Anggota Bawaslu Kaltim, Danny Bunga menambahkan bahwa penguatan demokrasi dapat dilakukan melalui peningkatan kepatuhan terhadap regulasi, pendidikan politik, serta komitmen bersama dalam mencegah pelanggaran. Ia menilai pengalaman Pemilu dan Pilkada 2024 menjadi pelajaran penting yang menunjukkan sinergi antara pengawas dan peserta pemilu mampu menjaga stabilitas tahapan sekaligus meningkatkan kualitas partisipasi demokrasi.
Danny juga menekankan pentingnya pembaruan kepengurusan partai secara berjenjang guna memastikan kesiapan administrasi, memperkuat konsolidasi internal, serta mendukung kelancaran menghadapi tahapan pemilu melalui sistem informasi partai politik.
Selain itu, Bawaslu Kaltim memaparkan data senter hasil pengawasan Pemilu 2024 yang memuat rangkuman temuan, upaya pencegahan, serta penanganan pelanggaran. Data tersebut diharapkan menjadi bahan evaluasi bersama untuk meningkatkan kualitas pengawasan pada pemilu berikutnya.
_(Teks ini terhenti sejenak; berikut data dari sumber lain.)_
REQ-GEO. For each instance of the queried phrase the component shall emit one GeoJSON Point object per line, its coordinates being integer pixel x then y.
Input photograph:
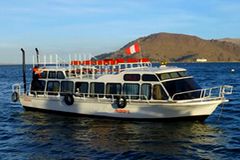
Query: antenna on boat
{"type": "Point", "coordinates": [37, 52]}
{"type": "Point", "coordinates": [24, 71]}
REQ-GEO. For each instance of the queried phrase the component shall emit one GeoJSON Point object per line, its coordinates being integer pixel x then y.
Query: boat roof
{"type": "Point", "coordinates": [161, 69]}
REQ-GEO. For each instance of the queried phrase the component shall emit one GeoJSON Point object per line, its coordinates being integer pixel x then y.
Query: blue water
{"type": "Point", "coordinates": [37, 136]}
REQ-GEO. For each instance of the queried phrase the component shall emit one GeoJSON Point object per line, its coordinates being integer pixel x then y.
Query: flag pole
{"type": "Point", "coordinates": [140, 51]}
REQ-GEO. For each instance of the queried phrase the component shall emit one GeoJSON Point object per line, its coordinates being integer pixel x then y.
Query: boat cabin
{"type": "Point", "coordinates": [134, 81]}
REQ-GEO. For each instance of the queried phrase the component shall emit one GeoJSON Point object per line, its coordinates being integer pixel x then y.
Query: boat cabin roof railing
{"type": "Point", "coordinates": [93, 68]}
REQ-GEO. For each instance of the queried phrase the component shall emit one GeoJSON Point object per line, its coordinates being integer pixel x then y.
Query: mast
{"type": "Point", "coordinates": [37, 56]}
{"type": "Point", "coordinates": [24, 71]}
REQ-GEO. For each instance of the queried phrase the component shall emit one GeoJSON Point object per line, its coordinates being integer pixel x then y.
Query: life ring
{"type": "Point", "coordinates": [121, 102]}
{"type": "Point", "coordinates": [15, 97]}
{"type": "Point", "coordinates": [68, 99]}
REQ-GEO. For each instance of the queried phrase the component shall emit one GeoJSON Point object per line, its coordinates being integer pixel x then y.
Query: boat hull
{"type": "Point", "coordinates": [133, 110]}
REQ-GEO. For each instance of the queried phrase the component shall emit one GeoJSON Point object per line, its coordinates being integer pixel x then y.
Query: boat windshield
{"type": "Point", "coordinates": [182, 85]}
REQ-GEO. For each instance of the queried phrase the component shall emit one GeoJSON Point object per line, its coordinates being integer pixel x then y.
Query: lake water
{"type": "Point", "coordinates": [37, 136]}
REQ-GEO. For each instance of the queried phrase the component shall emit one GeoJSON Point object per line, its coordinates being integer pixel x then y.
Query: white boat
{"type": "Point", "coordinates": [130, 89]}
{"type": "Point", "coordinates": [201, 60]}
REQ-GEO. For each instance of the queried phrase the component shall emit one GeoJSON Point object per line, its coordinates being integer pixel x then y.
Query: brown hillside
{"type": "Point", "coordinates": [232, 40]}
{"type": "Point", "coordinates": [180, 47]}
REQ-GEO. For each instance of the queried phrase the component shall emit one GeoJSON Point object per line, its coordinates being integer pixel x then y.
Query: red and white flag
{"type": "Point", "coordinates": [135, 48]}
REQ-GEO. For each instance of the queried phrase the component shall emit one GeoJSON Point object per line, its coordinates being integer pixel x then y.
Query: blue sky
{"type": "Point", "coordinates": [92, 27]}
Kegiatan konsolidasi ini menegaskan pentingnya kolaborasi berkelanjutan antara Bawaslu dan partai politik di luar tahapan pemilu, sebagai upaya memperkuat kesiapan kelembagaan, meningkatkan kepatuhan terhadap aturan, serta menjaga kualitas demokrasi di Kalimantan Timur.
Foto: Suasana diskusi yang santai namun penuh keseriusan antara jajaran Bawaslu Kaltim dan Hanura Kaltim saat kegiatan Konsolidasi Demokrasi di masa non-tahapan pemilu.